CASPER, Wyoming — The Wyoming Lottery Corp. has released the salary of CEO Jon Clontz after initially declining to do so, but still refuses to disclose how much it pays other employees.
WyoLotto Board Chairman Brian Gamroth sent the Casper Star-Tribune Clontz's salary on Friday, a month after the newspaper had requested it and at a time when the lottery and newspaper have clashed over what salary details should be available to the public.
Clontz earns $181,500 a year as chief executive of the Wyoming Lottery Corp. He's received a 10 percent raise since 2013, when he was hired at $165,000 a year.
Lotteries in the states that surround Wyoming are state agencies and their top administrators earn an annual salary ranging from $81,147 earned by the South Dakota Lottery director to $136,656 earned by Colorado Lottery director.

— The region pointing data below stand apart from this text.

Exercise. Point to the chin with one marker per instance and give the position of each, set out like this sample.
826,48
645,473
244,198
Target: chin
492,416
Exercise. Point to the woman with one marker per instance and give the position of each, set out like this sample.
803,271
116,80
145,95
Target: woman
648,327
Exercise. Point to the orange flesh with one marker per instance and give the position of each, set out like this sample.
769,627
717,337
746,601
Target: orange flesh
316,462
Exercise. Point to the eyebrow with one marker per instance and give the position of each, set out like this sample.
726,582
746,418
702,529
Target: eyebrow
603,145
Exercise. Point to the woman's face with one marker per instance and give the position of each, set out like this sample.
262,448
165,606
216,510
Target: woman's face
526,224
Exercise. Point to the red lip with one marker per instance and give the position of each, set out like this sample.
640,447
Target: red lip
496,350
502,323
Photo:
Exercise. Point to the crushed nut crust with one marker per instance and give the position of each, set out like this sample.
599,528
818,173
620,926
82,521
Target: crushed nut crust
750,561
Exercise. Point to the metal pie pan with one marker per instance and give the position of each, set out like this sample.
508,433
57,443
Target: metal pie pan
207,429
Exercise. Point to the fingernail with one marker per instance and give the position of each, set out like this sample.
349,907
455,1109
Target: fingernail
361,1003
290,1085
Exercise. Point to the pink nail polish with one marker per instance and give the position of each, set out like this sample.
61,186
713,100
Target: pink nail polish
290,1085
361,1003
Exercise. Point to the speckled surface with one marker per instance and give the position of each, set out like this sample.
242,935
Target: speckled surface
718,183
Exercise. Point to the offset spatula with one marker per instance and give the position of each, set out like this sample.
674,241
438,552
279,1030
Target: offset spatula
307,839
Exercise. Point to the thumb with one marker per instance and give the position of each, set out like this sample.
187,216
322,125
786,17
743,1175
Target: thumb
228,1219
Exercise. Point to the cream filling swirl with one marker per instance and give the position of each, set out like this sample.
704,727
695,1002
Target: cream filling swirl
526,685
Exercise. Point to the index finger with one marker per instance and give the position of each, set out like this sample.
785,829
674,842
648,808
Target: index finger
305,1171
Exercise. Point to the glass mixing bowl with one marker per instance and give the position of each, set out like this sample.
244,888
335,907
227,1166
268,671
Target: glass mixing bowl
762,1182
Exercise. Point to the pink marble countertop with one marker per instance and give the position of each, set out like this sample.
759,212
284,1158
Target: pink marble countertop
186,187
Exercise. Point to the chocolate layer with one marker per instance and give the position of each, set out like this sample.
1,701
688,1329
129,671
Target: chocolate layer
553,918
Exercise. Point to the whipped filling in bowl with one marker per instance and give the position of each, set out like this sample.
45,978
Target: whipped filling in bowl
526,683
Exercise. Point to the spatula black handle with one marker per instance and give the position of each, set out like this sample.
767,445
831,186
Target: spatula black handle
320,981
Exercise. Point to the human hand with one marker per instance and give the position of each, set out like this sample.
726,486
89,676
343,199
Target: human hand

The CEO of the Georgia lottery, which is quasi-government entity set up similar to the Wyoming Lottery, is paid $300,000.
The Star-Tribune requested the compensation for all Wyoming Lottery executives and board members on April 22. The lottery is adamant that the other compensation requested must remain secret for competitive purposes.
WyoLotto began selling tickets Aug. 24. After a bank loan is paid off, net proceeds are to be distributed to cities, towns and counties, along with an education fund.
Gamroth, the lottery board chairman, noted that state law allows board members to earn the same salaries as Wyoming legislators. Legislators earn $150 a day.
Board members have quarterly meetings and also serve on committees. Each board member's salary varies, he said.
Gamroth stood by the lottery's decision to not release all the compensation the Star-Tribune had requested.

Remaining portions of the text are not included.